One of the toughest things we learn when we venture into digitizing is that what we see on the screen is not what we get when we stitch it out; it takes a happy accident (or years of training) to get a design right the first time. It can be done: Be assured, there are master digitizers out there who don’t need a machine to verify their designs. But in the beginning, you will.

You will learn about push and pull and how to compensate for those things. This doesn’t need to discourage you—just be aware that physics enters the picture when the substrate is the least bit moveable. Your results will be affected by the way you hoop, the backing you choose. Two people can sew the same design on the same fabric with the same backing and get different results just because the tightness—or not—of the hoop is a personal thing.

Use outgrown clothing, lengths of goods from the fabric outlet, different types of textiles gleaned from the Goodwill store to sample your designs. Pay attention to how the stitches behave better or worse depending on the stretchiness or firmness of the substrate. Make notes and you will soon learn to compensate as you digitize—because you have educated yourself to the reaction of the fabric to the needle and thread which is driven by the stitch length, density and more—decisions you make as you digitize.

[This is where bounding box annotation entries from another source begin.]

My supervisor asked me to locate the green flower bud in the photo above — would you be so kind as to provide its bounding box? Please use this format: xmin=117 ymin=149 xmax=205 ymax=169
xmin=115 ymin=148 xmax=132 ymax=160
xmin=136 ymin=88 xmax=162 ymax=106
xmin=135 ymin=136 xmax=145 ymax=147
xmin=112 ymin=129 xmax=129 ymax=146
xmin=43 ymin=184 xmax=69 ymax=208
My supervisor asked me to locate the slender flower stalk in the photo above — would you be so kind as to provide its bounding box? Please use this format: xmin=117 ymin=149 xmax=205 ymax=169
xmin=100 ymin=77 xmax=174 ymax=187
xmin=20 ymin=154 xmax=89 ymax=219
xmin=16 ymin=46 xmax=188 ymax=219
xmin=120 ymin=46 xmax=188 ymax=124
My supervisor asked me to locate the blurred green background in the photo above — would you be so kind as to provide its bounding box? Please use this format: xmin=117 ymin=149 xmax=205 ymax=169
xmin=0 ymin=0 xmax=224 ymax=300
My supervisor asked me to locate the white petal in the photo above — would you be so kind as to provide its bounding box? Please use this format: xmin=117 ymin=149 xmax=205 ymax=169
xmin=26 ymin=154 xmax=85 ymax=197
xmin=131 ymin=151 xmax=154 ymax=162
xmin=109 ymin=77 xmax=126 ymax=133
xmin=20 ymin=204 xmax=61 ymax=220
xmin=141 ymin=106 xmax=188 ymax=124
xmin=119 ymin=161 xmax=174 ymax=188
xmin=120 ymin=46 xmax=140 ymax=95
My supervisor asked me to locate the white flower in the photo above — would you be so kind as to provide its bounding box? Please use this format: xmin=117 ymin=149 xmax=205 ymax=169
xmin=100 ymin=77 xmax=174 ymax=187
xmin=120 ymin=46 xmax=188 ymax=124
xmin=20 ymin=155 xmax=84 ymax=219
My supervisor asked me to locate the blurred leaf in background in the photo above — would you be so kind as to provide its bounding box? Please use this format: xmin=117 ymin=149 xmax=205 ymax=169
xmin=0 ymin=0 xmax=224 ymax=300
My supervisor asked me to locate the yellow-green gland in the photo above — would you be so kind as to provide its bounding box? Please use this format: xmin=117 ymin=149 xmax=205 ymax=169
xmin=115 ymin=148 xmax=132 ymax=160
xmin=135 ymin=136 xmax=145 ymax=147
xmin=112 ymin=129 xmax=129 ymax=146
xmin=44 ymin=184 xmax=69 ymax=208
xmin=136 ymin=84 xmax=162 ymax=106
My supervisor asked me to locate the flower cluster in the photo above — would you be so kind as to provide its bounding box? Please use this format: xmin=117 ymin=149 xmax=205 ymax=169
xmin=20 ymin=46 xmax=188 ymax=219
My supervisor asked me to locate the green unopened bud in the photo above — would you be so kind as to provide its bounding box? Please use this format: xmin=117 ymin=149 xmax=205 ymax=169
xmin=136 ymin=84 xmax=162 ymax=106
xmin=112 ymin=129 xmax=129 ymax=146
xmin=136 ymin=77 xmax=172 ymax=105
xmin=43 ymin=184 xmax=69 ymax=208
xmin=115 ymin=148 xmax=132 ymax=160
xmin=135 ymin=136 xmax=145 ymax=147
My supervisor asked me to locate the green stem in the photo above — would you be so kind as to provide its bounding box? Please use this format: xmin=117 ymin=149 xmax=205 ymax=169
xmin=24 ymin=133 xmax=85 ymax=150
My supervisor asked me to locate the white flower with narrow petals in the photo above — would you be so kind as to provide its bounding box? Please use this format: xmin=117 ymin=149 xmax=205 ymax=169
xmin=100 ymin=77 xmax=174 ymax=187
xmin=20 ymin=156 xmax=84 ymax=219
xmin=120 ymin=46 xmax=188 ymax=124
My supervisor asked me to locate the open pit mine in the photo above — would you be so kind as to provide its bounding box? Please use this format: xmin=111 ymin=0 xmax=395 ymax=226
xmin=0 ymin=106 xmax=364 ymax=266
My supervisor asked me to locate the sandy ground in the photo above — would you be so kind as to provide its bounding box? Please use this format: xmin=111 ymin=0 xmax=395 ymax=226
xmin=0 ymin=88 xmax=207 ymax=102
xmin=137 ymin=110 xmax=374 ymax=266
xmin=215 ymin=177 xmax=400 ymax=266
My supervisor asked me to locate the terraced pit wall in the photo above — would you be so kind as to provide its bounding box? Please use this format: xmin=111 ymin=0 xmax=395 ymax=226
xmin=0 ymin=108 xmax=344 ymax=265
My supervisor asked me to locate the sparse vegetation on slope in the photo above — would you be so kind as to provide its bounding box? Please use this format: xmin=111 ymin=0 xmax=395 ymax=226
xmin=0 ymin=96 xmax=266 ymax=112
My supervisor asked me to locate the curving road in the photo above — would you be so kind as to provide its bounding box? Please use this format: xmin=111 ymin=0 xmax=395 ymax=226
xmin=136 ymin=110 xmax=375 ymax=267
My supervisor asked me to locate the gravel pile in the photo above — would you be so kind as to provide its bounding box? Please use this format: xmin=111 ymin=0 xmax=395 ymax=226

Digitize a chart that you can stitch on different fabric types. Change the underlay and density in a formulated manner so you can see at a glance what works and what doesn’t.

While you learn

Sometimes embroiderers decide to venture into digitizing in order to keep the money “in-house” (which can be false economy if you’d rather be stitching or if you find sitting in front of the computer isn’t your cup of tea.)

It’s always okay to use a professional digitizer to get the job done in a timely fashion or to cover the complicated designs while you are learning. As one veteran embroiderer told me, “I’d rather have a great end result than be able to say I did it all myself.”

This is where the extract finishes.